O projeto dispõe ainda que o prazo para a realização da audiência de custódia aumenta para 72 horas após a prisão. Atualmente, a pessoa detida enquanto comete um crime ou após cometê-lo, deve ser apresentada a um juiz em até 24 horas após a prisão, conforme a resolução 213/2015 do Conselho Nacional de Justiça (CNJ), para ser submetida à audiência de custódia.
Na opinião do relator, a dilação do prazo coaduna com as boas práticas internacionais em matéria de justiça penal, e tem a finalidade de evitar a sobrecarga das autoridades policiais e judiciárias, além de ensejar um prazo mais razoável para a elaboração da defesa técnica [por advogado ou defensor público] do acusado.
Para Ulysses, o fato de o relator da CCJ dar parecer favorável ao seu projeto, “é, sem dúvida, prova cabal de que estamos no caminho certo em lutar para endurecer as leis penais e processuais penais para dificultar a vida de bandidos, particularmente de integrantes do crime organizado”.
De acordo com Ulysses Araújo, o atual modelo de audiência de custódia, além de beneficiar criminosos, desacredita o sistema de justiça criminal, pois fortalece na sociedade e no público policial a sensação de impunidade.

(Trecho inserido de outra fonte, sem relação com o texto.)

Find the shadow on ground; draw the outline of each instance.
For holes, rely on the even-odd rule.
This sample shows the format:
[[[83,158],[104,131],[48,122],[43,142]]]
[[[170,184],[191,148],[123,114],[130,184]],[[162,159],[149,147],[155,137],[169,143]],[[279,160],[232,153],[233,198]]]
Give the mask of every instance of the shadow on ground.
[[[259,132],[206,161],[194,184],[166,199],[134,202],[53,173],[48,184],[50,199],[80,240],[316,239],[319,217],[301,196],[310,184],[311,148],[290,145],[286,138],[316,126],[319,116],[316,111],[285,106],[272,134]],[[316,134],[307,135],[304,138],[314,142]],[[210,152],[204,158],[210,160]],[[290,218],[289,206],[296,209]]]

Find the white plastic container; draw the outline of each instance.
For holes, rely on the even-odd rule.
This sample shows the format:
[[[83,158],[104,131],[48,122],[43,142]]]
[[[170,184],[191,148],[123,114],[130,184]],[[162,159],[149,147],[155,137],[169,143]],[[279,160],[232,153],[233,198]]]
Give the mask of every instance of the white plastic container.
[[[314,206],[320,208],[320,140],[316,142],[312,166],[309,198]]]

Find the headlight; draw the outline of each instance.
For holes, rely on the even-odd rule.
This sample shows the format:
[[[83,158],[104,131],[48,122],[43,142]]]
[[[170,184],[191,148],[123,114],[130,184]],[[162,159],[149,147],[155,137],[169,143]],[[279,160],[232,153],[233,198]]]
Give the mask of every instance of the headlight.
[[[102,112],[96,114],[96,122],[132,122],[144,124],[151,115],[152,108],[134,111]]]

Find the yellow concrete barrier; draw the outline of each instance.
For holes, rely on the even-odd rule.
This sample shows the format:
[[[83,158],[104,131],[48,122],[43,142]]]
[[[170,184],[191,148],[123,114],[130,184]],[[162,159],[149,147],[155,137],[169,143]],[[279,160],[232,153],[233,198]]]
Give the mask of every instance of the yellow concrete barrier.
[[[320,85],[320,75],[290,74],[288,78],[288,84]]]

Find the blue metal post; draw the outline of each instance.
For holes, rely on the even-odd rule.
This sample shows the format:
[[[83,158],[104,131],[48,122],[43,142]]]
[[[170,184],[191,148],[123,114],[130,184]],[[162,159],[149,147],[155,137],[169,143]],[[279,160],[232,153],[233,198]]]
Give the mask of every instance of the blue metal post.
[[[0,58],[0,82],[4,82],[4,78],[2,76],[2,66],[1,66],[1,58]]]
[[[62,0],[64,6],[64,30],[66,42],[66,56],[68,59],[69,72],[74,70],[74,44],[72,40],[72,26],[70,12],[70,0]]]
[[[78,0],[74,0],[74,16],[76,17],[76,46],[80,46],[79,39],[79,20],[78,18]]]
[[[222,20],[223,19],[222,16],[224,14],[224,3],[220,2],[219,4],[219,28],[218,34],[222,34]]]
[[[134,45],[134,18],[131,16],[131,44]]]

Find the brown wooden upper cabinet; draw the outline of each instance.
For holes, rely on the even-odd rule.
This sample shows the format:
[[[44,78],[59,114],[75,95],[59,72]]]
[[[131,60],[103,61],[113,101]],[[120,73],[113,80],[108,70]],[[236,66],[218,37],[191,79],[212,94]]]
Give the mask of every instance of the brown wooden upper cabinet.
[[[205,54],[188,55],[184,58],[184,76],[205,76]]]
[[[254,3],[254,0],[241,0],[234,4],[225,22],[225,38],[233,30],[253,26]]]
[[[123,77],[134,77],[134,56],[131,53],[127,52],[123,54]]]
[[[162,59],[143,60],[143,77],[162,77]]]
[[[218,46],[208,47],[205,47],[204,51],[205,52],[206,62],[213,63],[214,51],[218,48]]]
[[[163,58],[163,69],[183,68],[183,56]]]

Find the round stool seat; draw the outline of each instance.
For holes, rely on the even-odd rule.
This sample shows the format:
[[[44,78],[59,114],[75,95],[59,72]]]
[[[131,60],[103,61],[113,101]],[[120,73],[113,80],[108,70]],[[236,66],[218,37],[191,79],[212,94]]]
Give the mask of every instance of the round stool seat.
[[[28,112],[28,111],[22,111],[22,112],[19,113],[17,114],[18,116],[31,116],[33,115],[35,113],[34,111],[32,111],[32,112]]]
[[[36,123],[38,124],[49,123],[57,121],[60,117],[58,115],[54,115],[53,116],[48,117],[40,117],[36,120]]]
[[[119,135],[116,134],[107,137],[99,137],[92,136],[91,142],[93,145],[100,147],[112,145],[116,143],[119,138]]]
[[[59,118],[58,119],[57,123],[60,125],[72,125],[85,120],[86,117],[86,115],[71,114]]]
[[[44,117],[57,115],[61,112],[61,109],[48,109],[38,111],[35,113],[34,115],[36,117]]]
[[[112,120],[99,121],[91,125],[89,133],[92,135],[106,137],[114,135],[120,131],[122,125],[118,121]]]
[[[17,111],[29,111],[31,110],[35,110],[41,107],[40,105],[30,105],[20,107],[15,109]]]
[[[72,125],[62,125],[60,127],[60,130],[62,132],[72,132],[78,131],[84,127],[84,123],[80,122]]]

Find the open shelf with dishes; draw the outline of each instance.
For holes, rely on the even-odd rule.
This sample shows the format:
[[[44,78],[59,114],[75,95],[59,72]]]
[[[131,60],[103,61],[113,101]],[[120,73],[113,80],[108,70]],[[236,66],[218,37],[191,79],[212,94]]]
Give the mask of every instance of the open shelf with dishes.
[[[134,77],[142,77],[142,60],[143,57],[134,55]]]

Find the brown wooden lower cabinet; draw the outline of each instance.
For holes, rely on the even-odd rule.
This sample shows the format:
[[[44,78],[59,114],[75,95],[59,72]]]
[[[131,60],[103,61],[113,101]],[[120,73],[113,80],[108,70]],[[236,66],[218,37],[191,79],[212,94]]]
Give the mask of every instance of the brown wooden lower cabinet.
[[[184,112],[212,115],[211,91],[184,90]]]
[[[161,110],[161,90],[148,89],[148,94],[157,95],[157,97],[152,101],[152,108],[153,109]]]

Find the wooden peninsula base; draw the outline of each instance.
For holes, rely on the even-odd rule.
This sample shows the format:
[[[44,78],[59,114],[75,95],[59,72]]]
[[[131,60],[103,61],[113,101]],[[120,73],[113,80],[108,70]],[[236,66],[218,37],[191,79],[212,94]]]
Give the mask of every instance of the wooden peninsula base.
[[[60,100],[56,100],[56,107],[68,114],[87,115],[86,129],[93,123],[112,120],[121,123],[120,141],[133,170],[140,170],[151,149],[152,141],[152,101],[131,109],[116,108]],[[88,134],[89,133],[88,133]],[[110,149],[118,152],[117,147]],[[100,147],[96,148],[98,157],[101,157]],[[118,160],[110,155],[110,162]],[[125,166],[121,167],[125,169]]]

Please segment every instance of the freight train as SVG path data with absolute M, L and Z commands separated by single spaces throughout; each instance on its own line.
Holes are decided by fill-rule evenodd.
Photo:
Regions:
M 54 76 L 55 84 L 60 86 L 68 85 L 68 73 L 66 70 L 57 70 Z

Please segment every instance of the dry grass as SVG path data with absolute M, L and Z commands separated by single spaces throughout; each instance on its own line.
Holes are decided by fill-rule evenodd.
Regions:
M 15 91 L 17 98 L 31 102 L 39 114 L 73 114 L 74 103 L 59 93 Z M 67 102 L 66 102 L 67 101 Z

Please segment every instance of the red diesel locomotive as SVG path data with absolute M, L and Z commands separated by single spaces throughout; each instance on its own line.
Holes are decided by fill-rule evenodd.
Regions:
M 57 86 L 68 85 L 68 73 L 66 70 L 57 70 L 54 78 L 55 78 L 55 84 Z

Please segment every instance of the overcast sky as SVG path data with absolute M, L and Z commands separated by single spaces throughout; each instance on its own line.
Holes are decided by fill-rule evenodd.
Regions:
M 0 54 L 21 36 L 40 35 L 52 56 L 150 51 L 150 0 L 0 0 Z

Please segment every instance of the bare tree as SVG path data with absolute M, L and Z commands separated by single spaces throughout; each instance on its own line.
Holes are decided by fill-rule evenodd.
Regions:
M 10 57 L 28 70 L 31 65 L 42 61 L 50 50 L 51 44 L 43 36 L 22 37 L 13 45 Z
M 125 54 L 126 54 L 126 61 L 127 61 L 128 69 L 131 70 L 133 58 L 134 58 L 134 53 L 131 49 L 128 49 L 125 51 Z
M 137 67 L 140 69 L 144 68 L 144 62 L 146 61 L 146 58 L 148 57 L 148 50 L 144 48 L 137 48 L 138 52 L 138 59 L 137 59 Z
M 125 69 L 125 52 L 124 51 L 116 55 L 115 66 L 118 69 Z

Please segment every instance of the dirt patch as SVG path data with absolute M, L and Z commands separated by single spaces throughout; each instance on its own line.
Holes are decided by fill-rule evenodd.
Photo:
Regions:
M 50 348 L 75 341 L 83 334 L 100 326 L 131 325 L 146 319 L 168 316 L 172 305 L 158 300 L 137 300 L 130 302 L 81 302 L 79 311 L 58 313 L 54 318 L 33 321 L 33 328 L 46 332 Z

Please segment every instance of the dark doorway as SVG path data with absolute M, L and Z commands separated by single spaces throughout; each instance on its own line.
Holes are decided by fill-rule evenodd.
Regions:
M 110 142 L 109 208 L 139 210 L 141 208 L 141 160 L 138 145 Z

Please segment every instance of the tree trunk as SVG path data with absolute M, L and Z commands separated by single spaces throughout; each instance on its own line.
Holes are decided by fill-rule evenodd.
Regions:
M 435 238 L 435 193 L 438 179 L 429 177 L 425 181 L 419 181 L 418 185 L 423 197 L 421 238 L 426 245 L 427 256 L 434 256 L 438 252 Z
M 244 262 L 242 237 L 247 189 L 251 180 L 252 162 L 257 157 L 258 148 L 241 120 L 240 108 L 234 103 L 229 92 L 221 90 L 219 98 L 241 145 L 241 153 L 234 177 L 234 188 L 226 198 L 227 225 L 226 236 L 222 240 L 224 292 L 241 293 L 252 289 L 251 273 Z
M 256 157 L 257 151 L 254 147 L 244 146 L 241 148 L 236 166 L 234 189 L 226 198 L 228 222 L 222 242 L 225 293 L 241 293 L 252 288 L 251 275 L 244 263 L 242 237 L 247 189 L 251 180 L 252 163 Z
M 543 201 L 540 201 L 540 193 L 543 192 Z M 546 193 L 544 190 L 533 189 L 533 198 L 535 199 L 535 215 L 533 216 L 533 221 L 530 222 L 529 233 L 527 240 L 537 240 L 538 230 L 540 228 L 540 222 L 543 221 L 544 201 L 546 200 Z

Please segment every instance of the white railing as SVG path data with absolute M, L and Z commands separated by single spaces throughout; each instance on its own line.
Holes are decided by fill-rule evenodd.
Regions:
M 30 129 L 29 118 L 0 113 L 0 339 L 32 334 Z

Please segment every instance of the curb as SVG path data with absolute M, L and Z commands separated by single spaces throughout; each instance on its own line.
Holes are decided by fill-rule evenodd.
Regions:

Na opinião da Ulysses, hoje a ausência de regras limitando o relaxamento da prisão ou concessão de liberdade provisória no art. 310, do CCP, nos casos de crimes hediondos, roubo, associação criminosa, ou quando configurada a reincidência criminal, reforça cada vez mais os questionamentos da sociedade quanto à atuação do Poder Judiciário, externados no dito popular de que “a polícia prende, mas o Judiciário solta”.
A ausência desses limites, observa Ulysses, “além de impulsionar a percepção de impunidade na sociedade, desestimula a ação diária dos operadores de segurança pública no combate ao crime”. “Nosso projeto vem para mudar essa realidade”, explica Ulysses, ao comemorar o parecer favorável de Kim Kataguiri.